Member of Parliament for Nadowli East Constituency
- In office 7 January 2009 – 6 January 2013
- President: John Atta Mills John Mahama

Member of Parliament for Nadowli East Constituency
- In office 7 January 2005 – 6 January 2009
- President: John Kufuor

Personal details
- Born: 10 January 1948 Touri-Daffiama, Northern Territories of the Gold Coast
- Died: 24 May 2024 (aged 76) Accra, Ghana
- Party: National Democratic Congress (Ghana)
- Alma mater: University of Edinburgh
- Profession: Educationist, politician

= Mathias Asoma Puozaa =

Ghanaian politician and educationist (1948–2024)

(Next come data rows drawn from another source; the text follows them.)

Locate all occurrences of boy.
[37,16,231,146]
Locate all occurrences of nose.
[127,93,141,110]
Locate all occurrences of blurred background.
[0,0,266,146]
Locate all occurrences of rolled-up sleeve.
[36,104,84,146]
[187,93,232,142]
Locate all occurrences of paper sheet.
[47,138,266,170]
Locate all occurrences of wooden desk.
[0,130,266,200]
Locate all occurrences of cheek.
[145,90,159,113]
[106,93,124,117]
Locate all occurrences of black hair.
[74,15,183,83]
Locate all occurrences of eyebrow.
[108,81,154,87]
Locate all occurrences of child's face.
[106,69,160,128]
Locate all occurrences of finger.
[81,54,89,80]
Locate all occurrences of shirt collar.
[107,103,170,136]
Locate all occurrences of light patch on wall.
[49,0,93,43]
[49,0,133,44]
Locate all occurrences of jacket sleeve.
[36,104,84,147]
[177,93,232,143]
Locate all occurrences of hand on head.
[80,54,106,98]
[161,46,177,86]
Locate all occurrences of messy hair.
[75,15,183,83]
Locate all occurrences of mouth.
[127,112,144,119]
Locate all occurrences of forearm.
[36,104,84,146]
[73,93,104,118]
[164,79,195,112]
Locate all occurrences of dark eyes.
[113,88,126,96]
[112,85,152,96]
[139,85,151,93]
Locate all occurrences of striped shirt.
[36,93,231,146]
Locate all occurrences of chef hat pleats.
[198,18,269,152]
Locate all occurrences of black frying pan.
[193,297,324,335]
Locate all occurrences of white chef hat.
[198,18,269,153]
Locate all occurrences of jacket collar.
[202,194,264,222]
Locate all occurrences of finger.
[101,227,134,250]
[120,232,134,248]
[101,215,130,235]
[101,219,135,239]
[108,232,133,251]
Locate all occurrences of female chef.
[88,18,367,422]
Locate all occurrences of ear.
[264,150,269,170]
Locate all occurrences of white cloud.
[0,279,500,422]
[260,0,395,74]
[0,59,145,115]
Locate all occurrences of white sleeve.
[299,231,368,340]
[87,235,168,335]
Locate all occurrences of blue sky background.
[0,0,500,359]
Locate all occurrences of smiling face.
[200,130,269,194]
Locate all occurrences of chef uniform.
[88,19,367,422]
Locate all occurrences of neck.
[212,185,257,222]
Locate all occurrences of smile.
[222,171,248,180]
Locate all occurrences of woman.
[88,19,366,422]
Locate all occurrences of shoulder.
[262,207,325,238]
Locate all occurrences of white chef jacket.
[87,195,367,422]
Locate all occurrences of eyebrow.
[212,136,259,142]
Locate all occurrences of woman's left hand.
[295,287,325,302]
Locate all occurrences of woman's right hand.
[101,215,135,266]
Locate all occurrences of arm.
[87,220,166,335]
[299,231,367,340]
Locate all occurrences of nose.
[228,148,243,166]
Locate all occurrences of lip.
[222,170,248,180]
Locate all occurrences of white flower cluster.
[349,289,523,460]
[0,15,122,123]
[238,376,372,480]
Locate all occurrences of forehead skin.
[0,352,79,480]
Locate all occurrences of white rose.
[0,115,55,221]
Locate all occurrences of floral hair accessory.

Mathias Asoma Puozaa (10 January 1948 – 24 May 2024) was a Ghanaian politician and was the member of parliament for the Nadowli East constituency in the Upper West Region of Ghana.

== Early life and education ==
Puozaa was born on 10 January 1948. He hailed from Touri-Daffiama in the Upper West Region of Ghana. He attended the University of Edinburgh in Scotland. From that University he obtained a Master of Science in Community Education.

Puozaa became an educationist by profession.

== Politics ==
Puozaa was a member of the National Democratic Congress. He was elected as the member of parliament for the Nadowli East Constituency in the 2004 Ghanaian general elections. He represented the constituency in the 4th parliament of the 4th republic of Ghana from 7 January 2005 to 6 January 2009. He was elected with 6,095 votes out of 10,144 total valid votes cast. This was equivalent to 60.1% of the total valid votes cast. He was elected over Tingani Banoebara Jonas of the People's National Convention, Kasanga Raphael Kasim of the New Patriotic Party and Tiesaah Azaadong George of the Convention People's Party. These obtained 713 votes, 3,221 votes and 115 votes of the total valid votes cast. These were equivalent to 7.0%, 31.8% and 1.1% of the total valid votes cast.

== Personal life and death ==
Puozaa was a Christian. He died after a short illness at 37 Military Hospital, on 24 May 2024, at the age of 76.